1年目11月:第二十二話「はじめての“外”の空気」
十一月、土曜日の朝。
冷たい風が制服の裾を揺らすなか、澪は市民会館の裏口に立っていた。
今日は地域文化祭の催しで、箏曲部の出張演奏がある。
出演時間は午前十時半。あと二十分。
市民ホールの舞台裏はざわざわとした空気に満ちていて、澪の心拍数もそれに合わせて高くなる。
「どう?緊張してる?」
茉莉先輩がにこっと笑いながら訊いてきた。
でも、澪はうまく笑い返せない。ただ、こくりと頷いた。
学校の文化祭とは違う。
観客は先生でもクラスメイトでもない。
知らない人たちの前で弾くということが、こんなにも怖いなんて、思っていなかった。
舞台袖に控えていると、隣のブースから聞こえる太鼓の音や、朗読劇の声が混ざってくる。

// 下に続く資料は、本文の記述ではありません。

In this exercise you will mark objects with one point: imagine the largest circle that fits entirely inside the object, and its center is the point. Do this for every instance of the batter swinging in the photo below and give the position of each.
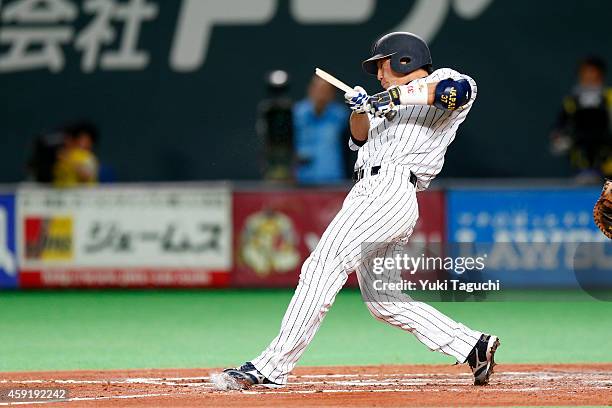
(398, 155)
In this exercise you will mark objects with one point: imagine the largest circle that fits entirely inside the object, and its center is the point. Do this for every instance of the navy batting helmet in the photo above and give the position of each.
(408, 52)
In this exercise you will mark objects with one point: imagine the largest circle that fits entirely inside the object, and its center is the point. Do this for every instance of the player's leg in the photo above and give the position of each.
(431, 327)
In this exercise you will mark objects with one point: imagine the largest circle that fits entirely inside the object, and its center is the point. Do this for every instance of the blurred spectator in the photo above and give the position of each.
(320, 125)
(274, 127)
(76, 163)
(583, 128)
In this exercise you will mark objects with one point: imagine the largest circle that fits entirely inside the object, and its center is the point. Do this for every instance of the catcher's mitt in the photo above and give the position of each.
(602, 213)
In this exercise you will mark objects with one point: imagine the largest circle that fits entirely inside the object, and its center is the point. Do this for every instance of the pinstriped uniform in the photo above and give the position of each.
(380, 208)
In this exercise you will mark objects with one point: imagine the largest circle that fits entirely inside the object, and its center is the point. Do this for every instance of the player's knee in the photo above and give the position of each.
(451, 94)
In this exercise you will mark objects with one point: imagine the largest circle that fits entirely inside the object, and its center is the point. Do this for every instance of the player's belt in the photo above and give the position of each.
(359, 174)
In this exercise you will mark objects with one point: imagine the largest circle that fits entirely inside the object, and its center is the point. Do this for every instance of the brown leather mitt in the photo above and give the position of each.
(602, 213)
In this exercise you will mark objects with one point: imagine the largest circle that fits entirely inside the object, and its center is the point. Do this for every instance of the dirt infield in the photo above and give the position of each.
(588, 384)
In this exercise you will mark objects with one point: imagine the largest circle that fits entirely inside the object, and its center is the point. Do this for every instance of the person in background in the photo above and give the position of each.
(583, 128)
(320, 129)
(76, 163)
(44, 156)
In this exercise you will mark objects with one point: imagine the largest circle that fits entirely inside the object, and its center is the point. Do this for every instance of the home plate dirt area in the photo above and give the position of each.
(395, 385)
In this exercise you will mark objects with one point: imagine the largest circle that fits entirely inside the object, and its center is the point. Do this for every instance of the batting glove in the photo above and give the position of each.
(357, 99)
(383, 102)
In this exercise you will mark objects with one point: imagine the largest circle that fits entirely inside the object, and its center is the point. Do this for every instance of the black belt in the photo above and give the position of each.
(358, 174)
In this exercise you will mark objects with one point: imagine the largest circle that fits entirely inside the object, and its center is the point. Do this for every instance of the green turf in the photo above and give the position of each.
(142, 329)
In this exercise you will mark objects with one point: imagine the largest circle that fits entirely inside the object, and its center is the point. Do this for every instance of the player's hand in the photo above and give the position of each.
(381, 103)
(357, 99)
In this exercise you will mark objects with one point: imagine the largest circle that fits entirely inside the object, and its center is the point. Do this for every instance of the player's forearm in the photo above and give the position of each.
(360, 126)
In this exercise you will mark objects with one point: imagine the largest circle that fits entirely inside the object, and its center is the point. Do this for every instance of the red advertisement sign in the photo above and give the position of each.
(274, 232)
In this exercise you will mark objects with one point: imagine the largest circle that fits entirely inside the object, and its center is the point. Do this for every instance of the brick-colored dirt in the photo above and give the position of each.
(511, 385)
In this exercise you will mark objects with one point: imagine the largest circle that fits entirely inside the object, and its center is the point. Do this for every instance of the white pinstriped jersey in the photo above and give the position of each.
(418, 136)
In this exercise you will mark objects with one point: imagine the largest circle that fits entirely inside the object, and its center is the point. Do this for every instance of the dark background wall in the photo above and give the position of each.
(160, 124)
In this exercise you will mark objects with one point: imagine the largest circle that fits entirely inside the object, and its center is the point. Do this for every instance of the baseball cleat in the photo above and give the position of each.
(481, 359)
(247, 375)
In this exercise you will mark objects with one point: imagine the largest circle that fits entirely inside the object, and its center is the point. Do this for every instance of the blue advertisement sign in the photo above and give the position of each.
(542, 238)
(8, 259)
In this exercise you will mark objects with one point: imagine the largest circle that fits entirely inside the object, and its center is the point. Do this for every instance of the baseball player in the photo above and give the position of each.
(401, 135)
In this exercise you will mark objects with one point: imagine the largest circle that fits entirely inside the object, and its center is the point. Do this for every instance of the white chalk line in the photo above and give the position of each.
(607, 376)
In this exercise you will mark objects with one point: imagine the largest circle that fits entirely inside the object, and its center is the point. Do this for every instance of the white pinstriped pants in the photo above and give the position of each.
(380, 208)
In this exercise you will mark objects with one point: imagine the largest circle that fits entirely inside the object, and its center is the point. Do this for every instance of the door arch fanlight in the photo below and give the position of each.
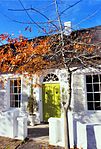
(50, 77)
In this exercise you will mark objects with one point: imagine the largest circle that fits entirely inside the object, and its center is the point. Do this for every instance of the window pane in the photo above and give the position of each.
(18, 89)
(89, 88)
(11, 89)
(90, 106)
(97, 106)
(15, 82)
(11, 82)
(88, 79)
(15, 89)
(96, 87)
(95, 78)
(89, 96)
(12, 100)
(96, 96)
(18, 82)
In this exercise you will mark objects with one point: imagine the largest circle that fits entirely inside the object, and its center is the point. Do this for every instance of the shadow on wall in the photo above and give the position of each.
(38, 132)
(87, 136)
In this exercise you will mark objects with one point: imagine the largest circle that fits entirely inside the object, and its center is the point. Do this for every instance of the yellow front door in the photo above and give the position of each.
(51, 101)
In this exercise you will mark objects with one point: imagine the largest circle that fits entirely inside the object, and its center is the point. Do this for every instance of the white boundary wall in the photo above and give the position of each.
(86, 136)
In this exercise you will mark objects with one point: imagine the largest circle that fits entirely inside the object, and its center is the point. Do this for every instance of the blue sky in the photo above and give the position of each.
(85, 14)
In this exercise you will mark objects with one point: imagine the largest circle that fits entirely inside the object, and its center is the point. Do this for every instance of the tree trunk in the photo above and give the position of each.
(66, 129)
(66, 107)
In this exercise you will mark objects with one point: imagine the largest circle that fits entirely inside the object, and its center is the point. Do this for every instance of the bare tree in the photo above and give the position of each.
(76, 49)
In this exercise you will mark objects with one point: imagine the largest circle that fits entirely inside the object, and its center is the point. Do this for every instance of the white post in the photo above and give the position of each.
(54, 131)
(81, 136)
(22, 127)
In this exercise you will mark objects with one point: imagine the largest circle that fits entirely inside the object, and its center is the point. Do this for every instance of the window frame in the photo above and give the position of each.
(20, 101)
(99, 83)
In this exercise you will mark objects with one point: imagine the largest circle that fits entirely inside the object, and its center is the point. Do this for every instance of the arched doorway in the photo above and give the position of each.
(51, 97)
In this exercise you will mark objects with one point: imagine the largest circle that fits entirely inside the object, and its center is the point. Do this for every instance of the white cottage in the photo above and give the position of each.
(53, 89)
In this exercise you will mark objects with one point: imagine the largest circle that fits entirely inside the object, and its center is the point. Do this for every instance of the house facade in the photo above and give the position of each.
(51, 90)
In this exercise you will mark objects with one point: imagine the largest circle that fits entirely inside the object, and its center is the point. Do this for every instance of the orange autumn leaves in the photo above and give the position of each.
(24, 56)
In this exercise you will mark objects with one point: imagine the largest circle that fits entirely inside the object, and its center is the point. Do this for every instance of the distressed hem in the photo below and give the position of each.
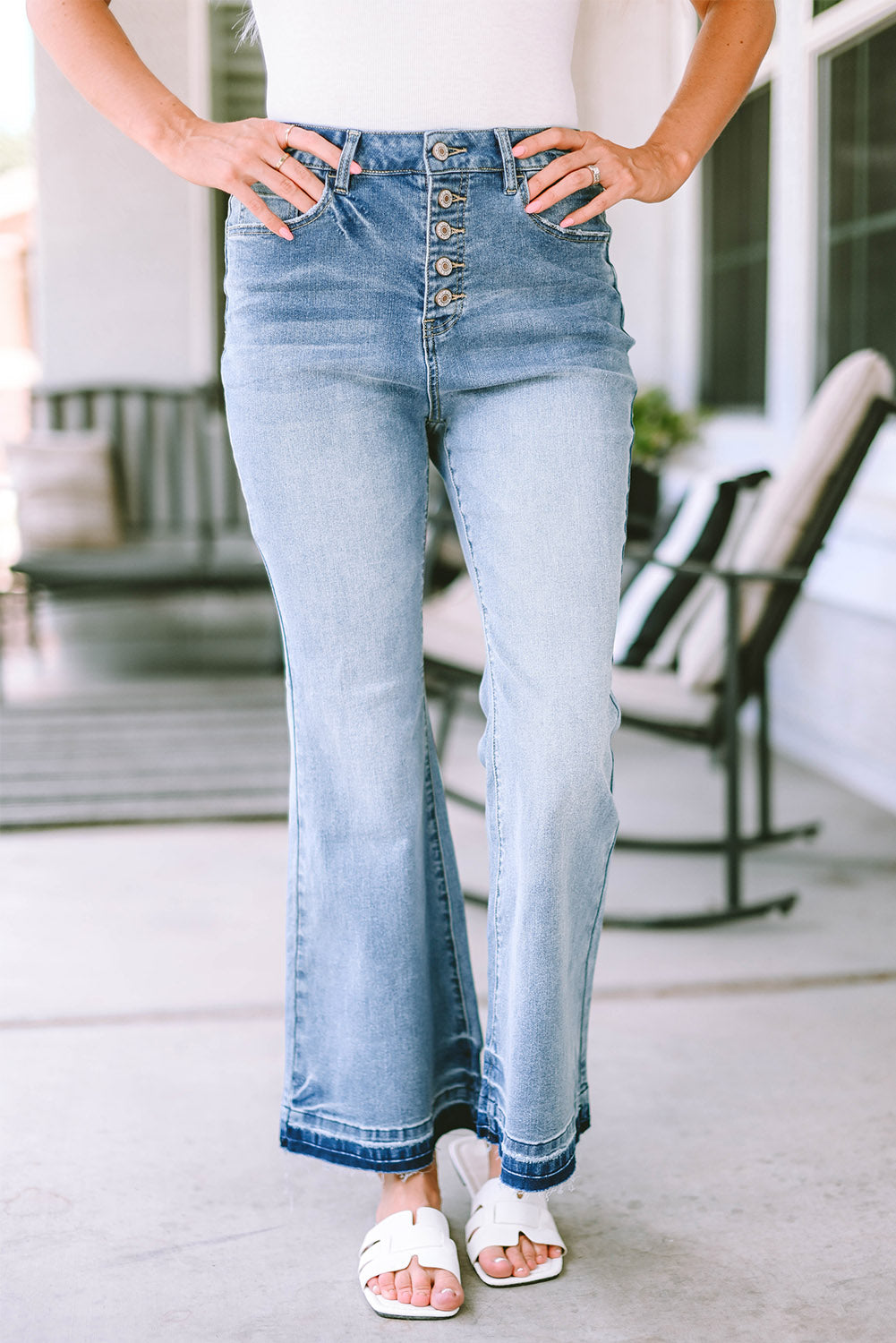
(389, 1158)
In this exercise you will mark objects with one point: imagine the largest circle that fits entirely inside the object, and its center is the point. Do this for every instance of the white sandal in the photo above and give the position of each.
(500, 1214)
(391, 1244)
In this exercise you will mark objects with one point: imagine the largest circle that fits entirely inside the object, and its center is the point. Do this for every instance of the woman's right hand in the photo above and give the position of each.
(233, 155)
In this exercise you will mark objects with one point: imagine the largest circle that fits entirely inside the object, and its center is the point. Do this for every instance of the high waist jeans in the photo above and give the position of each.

舞台の幕の向こうでは、小さな子どもたちが走り回っているらしい笑い声。
澪の手は、膝の上で静かに震えていた。
「大丈夫、ちゃんと準備してきたんだから」
佐伯先輩が小声でそう言ってくれる。
その声で、少しだけ、胸がゆるんだ。
いよいよ出番。
係の人に促され、部員たちは舞台の上に上がっていく。
澪は深呼吸をひとつ、ふたつ。
会場には、お年寄りから小さな子どもまで、さまざまな人が座っている。
そのどの顔も、澪には「知らない人」だった。
(大丈夫、大丈夫)
澪はそっと箏の前に座り、正座を整えた。
深く頭を下げてから、爪を構える。
最初の音が、澪の指から鳴った。
——ぽろん。
舞台照明の下、箏の音がホールの空気を震わせた。
少し緊張していたけれど、音は思っていたよりまっすぐに届いていった。
重なる音、響き合う旋律。
部員たちの呼吸が合っていく感覚。
(……あ、いま、音が“ひとつ”になった)
その一瞬の心地よさに、澪は自分でも驚いていた。
そして演奏は、静かに終わった。
拍手がわっと広がる。
澪の胸の奥がじんわりとあたたかくなった。
(……知らない人にも、届いたんだ)
「良かったね、ちゃんと伝わったよ」
控室に戻る途中、亜季がぽつりとそう言った。
「伝わった……かな?」
澪は思わず聞き返す。
「私は、そう思った」
ただそれだけの言葉なのに、胸の奥がまた温かくなる。
帰り道、ホールの外で通りすがりのご婦人が小さく声をかけてくれた。
「あなたたち、箏の子たちね。とても素敵だったわよ」
その笑顔は、やわらかくて、やさしかった。
澪はその日、初めて「知らない人」に音を届けられた気がした。
音の届く先に、ちゃんと誰かがいる。
その実感が、静かに心の芯に残っていた。